Sabah erken kalkıp dolaşmaya çıktım. Antalya belli oranda
emekli kenti ama trafik yine yoğundu. Herkes işine gidiyordu. Bazı kavşaklarda
sıkışmalar olmuş ve kornalar ve kızan mahalle köpeklerinin havlamaları vardı.
Bazı market ve pastane önlerinde çift sıra durmuş araçlardan
da trafik akışı ancak tek sıra olmuş. AVM’lerin önlerine ürün indiren kasalı
kamyonetler de ayrıca tıkanıklığa sebep olmuş. Araçların kırmızı ışıkta
beklemelerini fırsat bilen, mendil, su satanlar veya 1 T.L isteyenler araçlar
arasında dolanıp duruyor. Kocaman çuvalları ile ardarda atık toplayıcılar ise
sürücüleri zor durumda bırakıyor. Belediyelerin çöp toplama kamyonlarına denk
gelirseniz bir 10 dakika daha beklemek zorundasınız.
Tabi yayalara yol verme durumu da var. Kırmızı ışık olsun
olmasın, bizim bazı dikkatsiz veya dalgın yayalar, yola atlayıveriyor. Telefonla
konuşarak caddeye inip karşıdan karşıya geçen de var. Ani firen yapsanız
arkadan gelen mesafe korumasını öğrenememiş sürücülerin çarpma riski hep var.
Gezerken, halkın yoğun olarak gezip vakit geçirdiği
caddelere, trafiğe kapalı yolları da gezdim. Sabah saati de olsa banklarda boş
oturanlar, aylak aylak gezinenler oldukça fazlaydı. Kalabalıklara dikkat ettim,
alışveriş yapan yoktu. Esnaf kapılara
çıkmış dikiliyordu. Neredeyse gözüne kestirdiklerini kollarından tutup mağaza
içine sokmak için hamle yapacaklar. En kalabalık alış veriş, simitçi tezgâhlarındaydı.
Simit’i alan yakınlarda buldukları çay ocağında oturup aldıkları simitleri çayla
yiyordu. Tabii bu aşamada simitli sohbetler de oluyor. Ekonomiden şikayet,
yetmeyen gelirlerine çare bulmak için fikir alışverişi, emeklilik
yaşantısındaki mağduriyet sohbeti ve işsizlerin serzenişleri.
Gezmeyi sürdürdüm ve öğleye doğru ara sokaklara girdim.

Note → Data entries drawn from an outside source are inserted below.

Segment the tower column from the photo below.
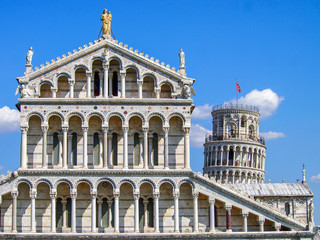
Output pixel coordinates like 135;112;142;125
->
50;190;57;233
70;189;77;233
103;62;109;98
122;126;129;169
183;127;190;169
82;127;88;168
86;72;92;98
173;192;180;233
242;210;249;232
142;128;149;169
62;127;68;168
113;193;120;233
20;127;28;169
11;191;18;233
163;127;169;169
91;189;97;232
41;125;48;168
153;192;160;233
133;193;140;233
137;79;143;98
30;188;37;233
192;192;199;232
102;127;108;168
120;70;126;98
225;204;232;232
209;198;216;232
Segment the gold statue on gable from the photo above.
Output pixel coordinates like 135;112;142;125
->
101;9;112;36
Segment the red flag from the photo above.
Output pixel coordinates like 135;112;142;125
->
236;82;241;93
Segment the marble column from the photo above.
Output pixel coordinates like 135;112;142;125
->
99;134;104;168
107;200;113;228
62;127;68;168
11;191;18;233
137;79;143;98
30;189;37;233
143;200;148;229
192;192;199;232
113;193;120;233
133;193;140;233
142;128;149;169
70;190;77;233
102;127;108;168
68;79;75;98
242;210;249;232
97;200;103;231
50;191;57;233
153;192;160;233
82;127;88;168
86;72;92;98
41;126;49;168
163;127;169;169
225;204;232;232
120;70;126;98
103;62;109;98
91;190;100;232
122;127;129;169
173;192;180;233
20;127;28;169
108;135;113;167
183;127;190;169
209;198;216;232
259;216;265;232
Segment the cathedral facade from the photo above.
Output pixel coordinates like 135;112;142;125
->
0;12;315;239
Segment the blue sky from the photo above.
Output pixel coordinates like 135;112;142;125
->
0;0;320;224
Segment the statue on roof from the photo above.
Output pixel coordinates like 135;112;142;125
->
26;47;33;65
101;9;112;36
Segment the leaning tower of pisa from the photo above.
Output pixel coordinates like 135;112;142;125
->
203;104;266;183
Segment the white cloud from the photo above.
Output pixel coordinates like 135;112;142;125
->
190;124;211;148
0;106;20;133
228;88;284;118
191;104;212;119
260;131;286;140
310;174;320;182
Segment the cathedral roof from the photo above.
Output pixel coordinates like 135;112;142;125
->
228;183;313;197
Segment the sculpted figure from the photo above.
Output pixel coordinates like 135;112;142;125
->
26;47;33;65
309;200;314;224
179;48;185;67
100;9;112;36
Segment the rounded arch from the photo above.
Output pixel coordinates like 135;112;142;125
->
177;179;196;191
73;64;89;72
141;72;158;88
66;112;85;124
108;56;123;70
146;112;167;126
117;178;136;191
86;111;107;125
124;63;140;79
34;178;53;190
54;178;73;189
26;111;45;123
157;178;177;190
127;112;146;125
159;80;175;93
94;177;116;189
107;112;126;124
74;178;93;190
45;111;65;123
168;112;186;125
14;178;33;190
137;178;156;191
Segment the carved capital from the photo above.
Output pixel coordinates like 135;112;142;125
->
20;127;28;133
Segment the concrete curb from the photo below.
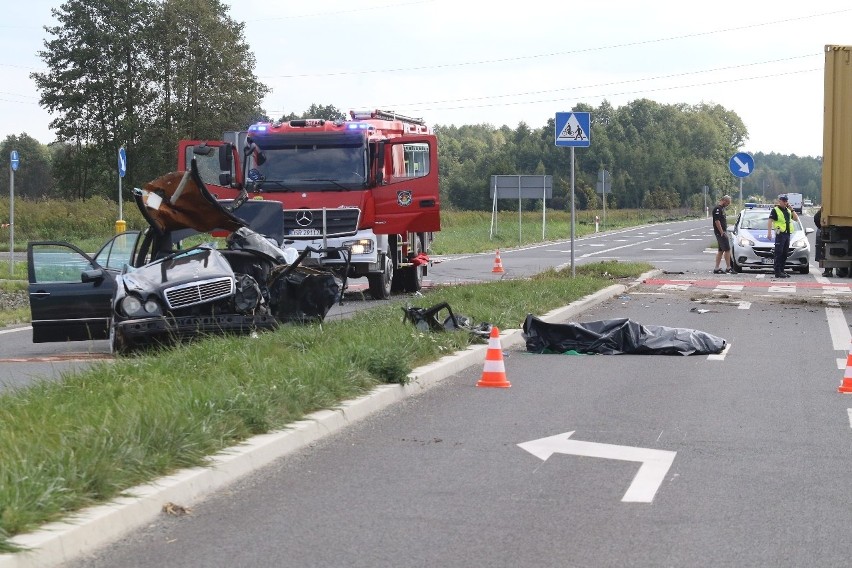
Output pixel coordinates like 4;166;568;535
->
0;270;660;568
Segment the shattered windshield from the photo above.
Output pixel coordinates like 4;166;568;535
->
249;136;367;191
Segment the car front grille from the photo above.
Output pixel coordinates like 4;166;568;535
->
165;276;234;309
752;247;775;258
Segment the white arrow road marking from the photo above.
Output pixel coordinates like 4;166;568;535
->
518;431;677;503
734;156;748;174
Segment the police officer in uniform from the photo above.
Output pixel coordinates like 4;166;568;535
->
766;195;799;278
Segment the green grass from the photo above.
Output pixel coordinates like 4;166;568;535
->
431;209;700;254
0;261;651;552
0;199;688;552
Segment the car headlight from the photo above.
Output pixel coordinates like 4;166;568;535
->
121;295;143;317
343;239;373;254
142;298;163;316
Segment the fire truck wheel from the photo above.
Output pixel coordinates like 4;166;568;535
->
367;256;393;300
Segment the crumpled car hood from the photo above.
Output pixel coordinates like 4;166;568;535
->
133;159;247;235
123;246;234;292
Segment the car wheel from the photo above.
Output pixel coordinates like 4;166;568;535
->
109;323;128;355
367;256;393;300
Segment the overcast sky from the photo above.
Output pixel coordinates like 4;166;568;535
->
0;0;852;161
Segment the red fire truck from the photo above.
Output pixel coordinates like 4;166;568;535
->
178;110;441;299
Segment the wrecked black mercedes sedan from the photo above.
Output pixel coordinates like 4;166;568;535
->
27;160;346;352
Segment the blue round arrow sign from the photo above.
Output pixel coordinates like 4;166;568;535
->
728;152;754;177
118;146;127;177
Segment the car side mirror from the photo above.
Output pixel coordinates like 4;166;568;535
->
80;268;104;284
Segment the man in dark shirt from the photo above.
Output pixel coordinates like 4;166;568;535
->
713;195;734;274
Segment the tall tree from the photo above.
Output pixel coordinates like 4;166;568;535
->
31;0;156;197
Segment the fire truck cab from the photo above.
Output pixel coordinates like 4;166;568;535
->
178;110;441;299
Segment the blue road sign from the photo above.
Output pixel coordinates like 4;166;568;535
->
728;152;754;177
118;146;127;177
556;112;591;148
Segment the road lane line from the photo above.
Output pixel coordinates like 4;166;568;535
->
825;306;852;351
0;325;33;335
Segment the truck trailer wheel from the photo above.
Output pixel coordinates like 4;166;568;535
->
367;256;393;300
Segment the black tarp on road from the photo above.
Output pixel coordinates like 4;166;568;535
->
524;314;726;355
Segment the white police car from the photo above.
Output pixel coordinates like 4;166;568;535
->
728;205;814;274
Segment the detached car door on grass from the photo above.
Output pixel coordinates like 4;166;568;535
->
27;231;139;343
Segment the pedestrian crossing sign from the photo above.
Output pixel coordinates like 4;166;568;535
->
556;112;591;148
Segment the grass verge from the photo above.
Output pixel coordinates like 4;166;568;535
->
0;261;651;552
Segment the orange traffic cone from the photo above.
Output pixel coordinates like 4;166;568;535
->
837;344;852;393
476;325;512;388
491;249;506;273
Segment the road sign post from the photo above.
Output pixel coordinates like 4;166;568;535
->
595;170;612;230
554;112;591;276
9;150;20;277
115;146;127;234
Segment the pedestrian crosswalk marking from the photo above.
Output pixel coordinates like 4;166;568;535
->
556;113;589;142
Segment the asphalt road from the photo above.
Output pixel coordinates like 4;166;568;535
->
0;219;732;390
60;267;852;568
0;212;852;568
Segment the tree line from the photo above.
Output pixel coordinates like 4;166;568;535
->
0;0;821;210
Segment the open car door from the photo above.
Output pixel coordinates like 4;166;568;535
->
27;231;138;343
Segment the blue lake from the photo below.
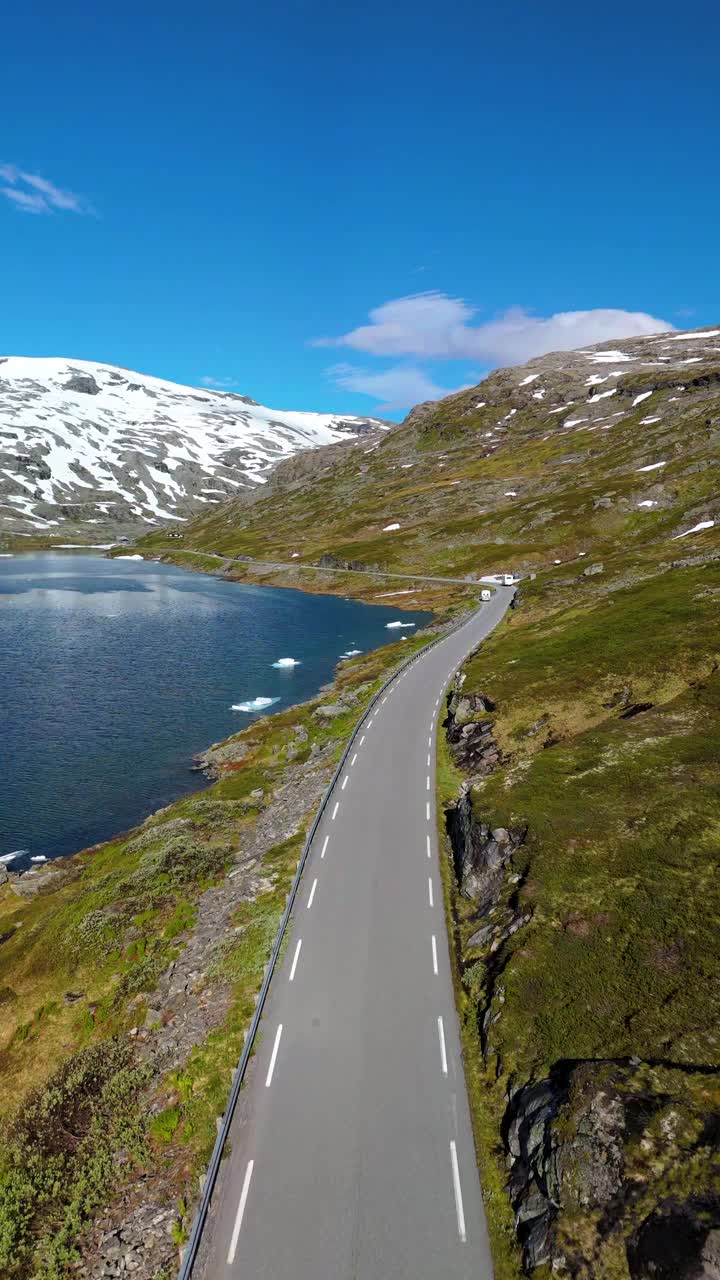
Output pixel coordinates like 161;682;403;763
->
0;552;430;869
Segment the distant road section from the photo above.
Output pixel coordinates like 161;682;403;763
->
163;547;498;586
196;588;512;1280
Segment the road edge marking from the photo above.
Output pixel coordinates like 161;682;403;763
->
227;1160;255;1267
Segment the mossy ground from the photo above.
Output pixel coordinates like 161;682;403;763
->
0;624;427;1280
445;554;720;1280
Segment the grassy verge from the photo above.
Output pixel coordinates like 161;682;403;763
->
0;616;438;1280
438;557;720;1280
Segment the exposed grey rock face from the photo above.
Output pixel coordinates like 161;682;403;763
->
446;691;501;777
0;356;387;541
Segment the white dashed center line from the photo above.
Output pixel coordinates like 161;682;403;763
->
290;938;302;982
228;1160;255;1267
437;1018;447;1075
265;1023;283;1089
450;1139;468;1243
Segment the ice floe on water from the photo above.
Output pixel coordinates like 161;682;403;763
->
673;520;715;541
231;698;279;712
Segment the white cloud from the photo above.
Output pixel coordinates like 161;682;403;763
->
315;292;673;365
0;164;92;214
325;365;468;412
200;374;237;392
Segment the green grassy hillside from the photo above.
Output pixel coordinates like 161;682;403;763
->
139;332;720;1280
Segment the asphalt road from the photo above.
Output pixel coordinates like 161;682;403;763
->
196;588;512;1280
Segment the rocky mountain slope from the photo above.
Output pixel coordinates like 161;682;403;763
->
0;356;384;541
149;329;720;576
142;329;720;1280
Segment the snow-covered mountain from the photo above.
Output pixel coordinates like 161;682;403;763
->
0;356;387;539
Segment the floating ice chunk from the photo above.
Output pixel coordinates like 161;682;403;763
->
673;520;715;543
231;698;279;712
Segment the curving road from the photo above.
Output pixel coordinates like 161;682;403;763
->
196;588;512;1280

Birçok ara sokakta kıraathaneler var ve hepsi dolmaya başlamış. Bazı
kıraathanelerde gazeteler vardı ve az da olsa bedava buldukları gazeteyi
okuyanlar vardı. Kıraathanede oturanlardan ve de yoldan geçenlerden para talep
eden çok sayıda genç ve naçar kalmış yaşlı gördüm. Bazılarının utanarak para
istediğine şahit olsam da bazıları sanki geçim yolunu bu şekilde bulmuş
gibiydi.
Her ne şekilde olursa olsun, insanların yokluk boyutu göze
çarpar olmuş. Sokak röportajı yapanlara rastladım, durup dinledim. Mikrofonu
kamerayı gören, belki sesimi duyan olur diye sıraya giriyor. Neler neler
söylüyorlar. Her konuşandan film senaryosu bile çıkar. Bazıları, şartların çok
kötü olmadığından, hükümetin iyi şeyler yaptığından bahsetmeye kalkıyordu ama.
Kendisine karşı gelenlerin tepkiler artınca, başına bir hal gelecek korkusuyla
uzaklaşıyorlardı. Sokakta konuşanlar maskeli olduklarından daha cesur laflar
ediyor. Şikâyetlerini dile getirirken, tanınamayacaklarını düşünerek beddua
edip yöneticilere verip veriştiriyor. Aralarında çiftçi de var, iflas etmiş
esnaf da var. En cesurca eleştiri yapıp konuşanlar, bayanlar. Yerden göğe kadar
haklılar. Tencereyi kaynatıp sofrayı kurduklarından, pazara kıt bütçeyle çıkıp
her şeyi alamadıklarından, herkes onlara hak veriyor.
Daha fazla strese girmemek için gezmeyi bıraktım. Hemen
büroma gidip iki aspirin aldım, kapımı kapatıp düşünceye daldım. Türkiye’den
dış ülkelere gitmek düşüncesinde olan gençleri düşündüm.